From "Deluxe" (2005), by Ellen Gallagher
It's speculated that back in 1452 when Gutenberg was hard at work printing his infamous Bible, he actually had two presses set up: one for the more pedestrian texts of the day and the other exclusively for the Big Book. Maybe he didn't want his fancy Bible prep area messed up, but some historians think it means old Johann saw a clear division between exalted texts and less sacred printed matter and sought to keep the two separate in their production phases as in their distribution. I'll bet he never imagined that high and low art would one day converge on updated modes of his own printmaking technology. More than 550 years later both forms enjoy equal merit under the critical eye of the art world in MoMA's new exhibition Print/Out. The exhibition takes a look at printed matter from only the last 20 years, including pieces by printmaking collectives Museum in Progress, Edition Jacob Samuel and SLAVS + TATARS as well artists Martin Kippenberger, Robert Rauschenberg, Kara Walker, Damien Hirst, Ai Weiwei, Lucy McKenzie, Marina Abramovic, and Yoshitomo Nara, among others.

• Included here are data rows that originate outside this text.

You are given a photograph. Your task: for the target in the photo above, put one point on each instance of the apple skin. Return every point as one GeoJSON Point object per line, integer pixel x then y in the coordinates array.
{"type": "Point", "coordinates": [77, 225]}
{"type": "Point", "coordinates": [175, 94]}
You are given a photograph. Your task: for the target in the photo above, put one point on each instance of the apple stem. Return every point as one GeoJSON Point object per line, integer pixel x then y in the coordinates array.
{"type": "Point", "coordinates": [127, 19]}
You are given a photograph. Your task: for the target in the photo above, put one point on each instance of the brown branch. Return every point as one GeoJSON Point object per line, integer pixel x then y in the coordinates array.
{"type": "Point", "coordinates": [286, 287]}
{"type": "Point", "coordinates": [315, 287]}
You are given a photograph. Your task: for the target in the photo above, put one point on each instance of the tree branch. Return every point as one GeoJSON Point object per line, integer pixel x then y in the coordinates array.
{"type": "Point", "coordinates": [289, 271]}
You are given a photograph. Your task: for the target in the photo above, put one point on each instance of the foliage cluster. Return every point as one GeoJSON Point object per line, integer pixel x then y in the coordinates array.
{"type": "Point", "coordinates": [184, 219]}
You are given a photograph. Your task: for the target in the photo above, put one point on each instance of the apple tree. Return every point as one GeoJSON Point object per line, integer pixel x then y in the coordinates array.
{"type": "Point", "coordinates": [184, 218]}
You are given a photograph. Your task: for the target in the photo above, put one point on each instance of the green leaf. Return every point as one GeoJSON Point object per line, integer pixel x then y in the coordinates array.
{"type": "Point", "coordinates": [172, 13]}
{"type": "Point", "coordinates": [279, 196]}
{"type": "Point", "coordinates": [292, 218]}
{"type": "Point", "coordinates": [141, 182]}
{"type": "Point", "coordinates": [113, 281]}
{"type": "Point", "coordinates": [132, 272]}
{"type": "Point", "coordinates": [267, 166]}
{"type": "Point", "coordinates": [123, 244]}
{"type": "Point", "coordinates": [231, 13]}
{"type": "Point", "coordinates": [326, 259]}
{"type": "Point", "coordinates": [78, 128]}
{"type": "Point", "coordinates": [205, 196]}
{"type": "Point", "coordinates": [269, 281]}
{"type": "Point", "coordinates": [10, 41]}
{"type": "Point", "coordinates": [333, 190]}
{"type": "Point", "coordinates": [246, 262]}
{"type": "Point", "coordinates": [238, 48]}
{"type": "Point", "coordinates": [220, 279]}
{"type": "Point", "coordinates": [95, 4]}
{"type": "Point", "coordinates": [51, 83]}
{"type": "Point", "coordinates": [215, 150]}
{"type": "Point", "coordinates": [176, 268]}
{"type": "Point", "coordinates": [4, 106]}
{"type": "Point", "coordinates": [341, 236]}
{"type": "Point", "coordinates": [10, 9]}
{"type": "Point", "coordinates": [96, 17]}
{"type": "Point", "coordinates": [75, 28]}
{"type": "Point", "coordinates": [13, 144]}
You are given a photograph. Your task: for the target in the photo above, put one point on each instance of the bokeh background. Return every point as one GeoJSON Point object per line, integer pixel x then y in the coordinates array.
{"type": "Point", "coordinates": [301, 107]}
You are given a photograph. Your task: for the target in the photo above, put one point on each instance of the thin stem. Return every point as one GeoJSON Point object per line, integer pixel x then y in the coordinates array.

With so many artists represented in one space you're easily overwhelmed by the sheer diversity of styles and intent, and it can be a bit tricky to make sense of it all. Why, for example, are pieces from the same series dispersed throughout the gallery on a black and white polka dotted wall, sometimes at heights up towards the ceiling? Is it to show that the intention of the two artist series (from Walker and Hirst) is not separate, as Gutenberg might have preferred, but part of the same movement as Ai Weiwei and his 1994 "Black Cover Book?" But where Hirst's Last Supper series plays with form (food presented like medication), Weiwei's intent is simply to spread information about modern art to an information-deprived China.
Disorganized or not, it's still an undeniable pleasure to witness so many artists having fun with the medium, like Philippe Parreno's "Fade to Black," a separate room with text and images 'printed' directly on the white gallery walls that can be viewed clearly only in the dark. Or Aleksandra Mir's "Venezia (all places contain all others)," which challenges our assumptions that printed materials carry a certain veracity. As an example, she printed a bunch of postcards for the Venice Biennale with the words Venice or Venezia over typical tourist images of beaches or snowy mountains—in other words, places that definitely aren't Venice.